Lissospira rarinota

Scientific classification
- Kingdom: Animalia
- Phylum: Mollusca
- Class: Gastropoda
- Subclass: Vetigastropoda
- Order: Trochida
- Family: Skeneidae
- Genus: Lissospira
- Species: L. rarinota
- Binomial name: Lissospira rarinota Bush, 1897
- Synonyms: Ganesa rarinota Bush, 1897

= Lissospira rarinota =

- Authority: Bush, 1897
- Synonyms: Ganesa rarinota Bush, 1897

Species of gastropod

Lissospira rarinota is a species of sea snail, a marine gastropod mollusk in the family Skeneidae.

==Description==
The height of the shell attains 1.6 mm, its diameter 2.2 mm. The white shell is smooth, semi-opaque, of firm texture, with brilliant luster so that it appears somewhat porcellanous. The three whorls are convex, with a single, delicate, raised, microscopic, spiral line just below the distinct suture, defining a narrow, inconspicuous, slightly concave or channeled, sutural area.
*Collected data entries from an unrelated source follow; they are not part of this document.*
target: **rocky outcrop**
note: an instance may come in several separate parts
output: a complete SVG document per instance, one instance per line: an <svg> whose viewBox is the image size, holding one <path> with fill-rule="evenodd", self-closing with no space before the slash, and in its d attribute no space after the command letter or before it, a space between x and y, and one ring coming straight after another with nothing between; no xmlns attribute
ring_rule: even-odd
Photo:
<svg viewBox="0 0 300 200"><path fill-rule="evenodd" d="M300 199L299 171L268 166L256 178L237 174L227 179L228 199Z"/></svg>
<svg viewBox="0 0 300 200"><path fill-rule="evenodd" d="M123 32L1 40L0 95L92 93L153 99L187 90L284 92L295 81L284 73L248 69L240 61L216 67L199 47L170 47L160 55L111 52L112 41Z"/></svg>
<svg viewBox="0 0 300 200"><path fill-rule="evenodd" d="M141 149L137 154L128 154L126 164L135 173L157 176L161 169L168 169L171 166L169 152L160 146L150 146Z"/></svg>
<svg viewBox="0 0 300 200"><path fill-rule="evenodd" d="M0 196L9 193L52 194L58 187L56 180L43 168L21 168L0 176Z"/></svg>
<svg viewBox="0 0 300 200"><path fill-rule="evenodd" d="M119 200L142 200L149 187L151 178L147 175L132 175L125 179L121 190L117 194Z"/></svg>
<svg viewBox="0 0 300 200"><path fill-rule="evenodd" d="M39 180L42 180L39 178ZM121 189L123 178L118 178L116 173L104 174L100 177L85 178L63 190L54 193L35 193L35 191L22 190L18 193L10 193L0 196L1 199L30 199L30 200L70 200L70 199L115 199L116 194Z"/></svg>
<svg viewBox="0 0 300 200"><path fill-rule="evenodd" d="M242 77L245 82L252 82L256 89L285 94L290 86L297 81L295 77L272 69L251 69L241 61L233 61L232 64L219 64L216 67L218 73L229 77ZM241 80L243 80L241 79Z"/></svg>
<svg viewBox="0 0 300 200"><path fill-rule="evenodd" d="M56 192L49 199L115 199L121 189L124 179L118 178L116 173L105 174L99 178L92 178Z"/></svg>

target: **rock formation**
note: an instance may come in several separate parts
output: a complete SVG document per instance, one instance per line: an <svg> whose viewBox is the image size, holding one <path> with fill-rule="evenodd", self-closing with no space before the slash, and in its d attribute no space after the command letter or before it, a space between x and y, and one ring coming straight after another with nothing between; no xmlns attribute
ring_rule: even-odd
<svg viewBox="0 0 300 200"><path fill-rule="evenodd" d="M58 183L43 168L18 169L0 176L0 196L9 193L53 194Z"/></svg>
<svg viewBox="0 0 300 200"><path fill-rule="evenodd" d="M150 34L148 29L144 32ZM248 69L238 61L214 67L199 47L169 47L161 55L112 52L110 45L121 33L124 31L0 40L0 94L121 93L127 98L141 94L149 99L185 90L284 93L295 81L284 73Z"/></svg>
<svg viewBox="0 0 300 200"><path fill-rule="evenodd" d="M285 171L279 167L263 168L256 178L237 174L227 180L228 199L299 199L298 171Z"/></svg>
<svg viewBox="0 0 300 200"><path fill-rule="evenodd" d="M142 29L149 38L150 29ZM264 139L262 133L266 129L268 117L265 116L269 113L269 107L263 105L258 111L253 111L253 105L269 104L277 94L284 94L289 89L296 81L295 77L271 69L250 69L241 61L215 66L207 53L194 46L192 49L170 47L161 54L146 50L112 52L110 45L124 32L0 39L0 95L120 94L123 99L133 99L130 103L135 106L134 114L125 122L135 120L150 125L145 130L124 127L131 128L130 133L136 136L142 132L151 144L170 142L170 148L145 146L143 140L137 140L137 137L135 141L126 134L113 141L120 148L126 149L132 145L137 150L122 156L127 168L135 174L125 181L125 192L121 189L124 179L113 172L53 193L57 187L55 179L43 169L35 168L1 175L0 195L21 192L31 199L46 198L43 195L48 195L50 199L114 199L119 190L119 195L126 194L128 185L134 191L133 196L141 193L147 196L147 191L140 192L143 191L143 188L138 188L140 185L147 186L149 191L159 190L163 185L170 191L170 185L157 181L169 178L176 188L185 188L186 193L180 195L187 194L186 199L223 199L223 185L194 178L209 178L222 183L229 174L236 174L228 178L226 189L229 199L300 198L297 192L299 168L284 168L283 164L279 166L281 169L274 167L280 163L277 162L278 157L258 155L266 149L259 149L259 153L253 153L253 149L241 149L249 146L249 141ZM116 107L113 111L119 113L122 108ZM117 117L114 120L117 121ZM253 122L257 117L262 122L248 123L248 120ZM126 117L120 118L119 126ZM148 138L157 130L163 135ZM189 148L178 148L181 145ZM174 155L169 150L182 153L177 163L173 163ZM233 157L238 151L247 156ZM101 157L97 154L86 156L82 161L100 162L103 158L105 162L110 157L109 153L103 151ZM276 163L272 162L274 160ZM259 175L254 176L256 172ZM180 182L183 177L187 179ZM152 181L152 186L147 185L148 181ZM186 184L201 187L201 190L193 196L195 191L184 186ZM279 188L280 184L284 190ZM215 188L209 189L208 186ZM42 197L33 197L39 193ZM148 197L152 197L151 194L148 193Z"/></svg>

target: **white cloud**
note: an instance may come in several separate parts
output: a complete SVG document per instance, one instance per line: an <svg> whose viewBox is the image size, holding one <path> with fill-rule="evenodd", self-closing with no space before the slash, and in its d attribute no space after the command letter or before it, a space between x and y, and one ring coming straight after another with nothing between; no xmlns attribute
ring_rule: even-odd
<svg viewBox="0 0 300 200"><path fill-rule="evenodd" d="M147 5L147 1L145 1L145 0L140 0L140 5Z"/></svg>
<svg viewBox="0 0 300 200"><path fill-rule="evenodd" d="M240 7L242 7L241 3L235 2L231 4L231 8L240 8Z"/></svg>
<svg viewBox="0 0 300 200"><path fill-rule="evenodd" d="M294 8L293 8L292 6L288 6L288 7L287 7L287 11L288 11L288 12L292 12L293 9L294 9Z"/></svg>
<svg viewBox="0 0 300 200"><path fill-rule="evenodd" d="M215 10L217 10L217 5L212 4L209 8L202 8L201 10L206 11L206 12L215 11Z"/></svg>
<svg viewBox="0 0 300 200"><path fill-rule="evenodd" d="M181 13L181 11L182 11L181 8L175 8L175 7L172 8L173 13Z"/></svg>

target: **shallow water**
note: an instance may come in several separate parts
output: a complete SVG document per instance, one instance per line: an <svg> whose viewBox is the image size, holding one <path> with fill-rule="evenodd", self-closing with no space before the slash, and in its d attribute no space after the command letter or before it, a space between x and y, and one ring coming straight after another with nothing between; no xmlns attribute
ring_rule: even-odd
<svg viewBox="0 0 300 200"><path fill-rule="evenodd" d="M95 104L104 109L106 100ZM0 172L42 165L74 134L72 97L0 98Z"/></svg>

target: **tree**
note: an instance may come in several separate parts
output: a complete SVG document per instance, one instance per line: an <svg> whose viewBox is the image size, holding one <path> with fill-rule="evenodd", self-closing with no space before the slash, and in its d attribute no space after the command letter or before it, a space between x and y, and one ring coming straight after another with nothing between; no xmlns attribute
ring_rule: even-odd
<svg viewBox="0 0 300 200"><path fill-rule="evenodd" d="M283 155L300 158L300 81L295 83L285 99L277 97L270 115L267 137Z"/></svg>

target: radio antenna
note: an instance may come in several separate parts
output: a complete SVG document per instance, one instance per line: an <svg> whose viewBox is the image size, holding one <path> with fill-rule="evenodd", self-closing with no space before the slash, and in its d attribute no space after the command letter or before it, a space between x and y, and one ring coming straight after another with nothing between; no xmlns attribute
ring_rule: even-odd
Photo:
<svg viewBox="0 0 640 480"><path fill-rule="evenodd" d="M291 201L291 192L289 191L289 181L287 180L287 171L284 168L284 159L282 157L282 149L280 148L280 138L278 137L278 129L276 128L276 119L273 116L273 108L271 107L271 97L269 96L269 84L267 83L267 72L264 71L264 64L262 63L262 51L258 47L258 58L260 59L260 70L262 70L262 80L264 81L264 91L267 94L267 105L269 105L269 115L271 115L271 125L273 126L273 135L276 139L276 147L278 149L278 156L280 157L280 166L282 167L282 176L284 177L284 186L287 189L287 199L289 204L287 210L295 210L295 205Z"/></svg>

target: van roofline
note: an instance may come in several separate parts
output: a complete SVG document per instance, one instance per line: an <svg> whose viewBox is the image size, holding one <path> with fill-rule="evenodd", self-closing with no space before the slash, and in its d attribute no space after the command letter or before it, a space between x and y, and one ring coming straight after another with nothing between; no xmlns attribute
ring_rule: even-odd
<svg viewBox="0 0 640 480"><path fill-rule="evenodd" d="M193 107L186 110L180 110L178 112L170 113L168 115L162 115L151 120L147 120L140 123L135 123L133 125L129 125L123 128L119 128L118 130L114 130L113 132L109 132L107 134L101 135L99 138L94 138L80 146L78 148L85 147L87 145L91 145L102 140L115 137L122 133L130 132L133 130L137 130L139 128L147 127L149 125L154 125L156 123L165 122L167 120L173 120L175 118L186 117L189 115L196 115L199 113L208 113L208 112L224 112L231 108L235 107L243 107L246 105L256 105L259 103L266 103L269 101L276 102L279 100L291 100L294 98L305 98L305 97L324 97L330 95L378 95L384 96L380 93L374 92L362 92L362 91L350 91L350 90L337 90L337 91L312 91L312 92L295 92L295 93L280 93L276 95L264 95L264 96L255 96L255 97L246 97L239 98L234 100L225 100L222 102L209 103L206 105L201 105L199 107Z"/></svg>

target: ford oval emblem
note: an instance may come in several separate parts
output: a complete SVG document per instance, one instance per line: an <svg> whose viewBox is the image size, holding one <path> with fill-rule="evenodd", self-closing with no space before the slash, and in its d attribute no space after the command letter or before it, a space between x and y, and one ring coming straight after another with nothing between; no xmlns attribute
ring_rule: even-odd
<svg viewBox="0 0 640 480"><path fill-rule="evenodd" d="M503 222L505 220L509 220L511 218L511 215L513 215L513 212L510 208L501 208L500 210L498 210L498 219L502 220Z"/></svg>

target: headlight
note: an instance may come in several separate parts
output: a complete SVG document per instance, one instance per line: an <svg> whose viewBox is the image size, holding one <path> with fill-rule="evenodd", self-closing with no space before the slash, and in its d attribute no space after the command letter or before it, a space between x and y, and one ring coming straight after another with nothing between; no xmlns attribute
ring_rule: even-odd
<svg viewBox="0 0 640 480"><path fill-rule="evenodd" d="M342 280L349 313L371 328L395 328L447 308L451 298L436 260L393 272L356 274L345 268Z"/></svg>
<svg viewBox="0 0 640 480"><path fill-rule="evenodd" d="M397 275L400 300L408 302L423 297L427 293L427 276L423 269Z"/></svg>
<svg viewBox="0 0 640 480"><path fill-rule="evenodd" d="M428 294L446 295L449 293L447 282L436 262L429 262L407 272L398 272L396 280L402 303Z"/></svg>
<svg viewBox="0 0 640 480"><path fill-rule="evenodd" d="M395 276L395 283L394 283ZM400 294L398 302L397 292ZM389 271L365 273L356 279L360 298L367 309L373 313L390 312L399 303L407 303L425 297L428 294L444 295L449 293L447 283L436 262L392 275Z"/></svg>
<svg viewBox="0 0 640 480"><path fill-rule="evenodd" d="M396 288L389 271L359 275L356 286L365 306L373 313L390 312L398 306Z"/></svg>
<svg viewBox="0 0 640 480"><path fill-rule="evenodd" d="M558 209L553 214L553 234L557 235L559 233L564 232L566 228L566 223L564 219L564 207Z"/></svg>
The nucleus is relatively small, and a little raised. The body whorl is large. The spire is low. The form of the aperture and the peritreme and the channeled umbilical chink, bordered by an inconspicuous, rounded thread, place this species with Lissospira, although the texture of the shell is firmer and more porcellanous than any of the other species referred to it. Just within the aperture and extending completely around it is a delicate, opaque white line, which in some places appears raised.

==Distribution==
This species occurs in the Caribbean Sea off Isla Providencia, Colombia, at a depth of 700 m.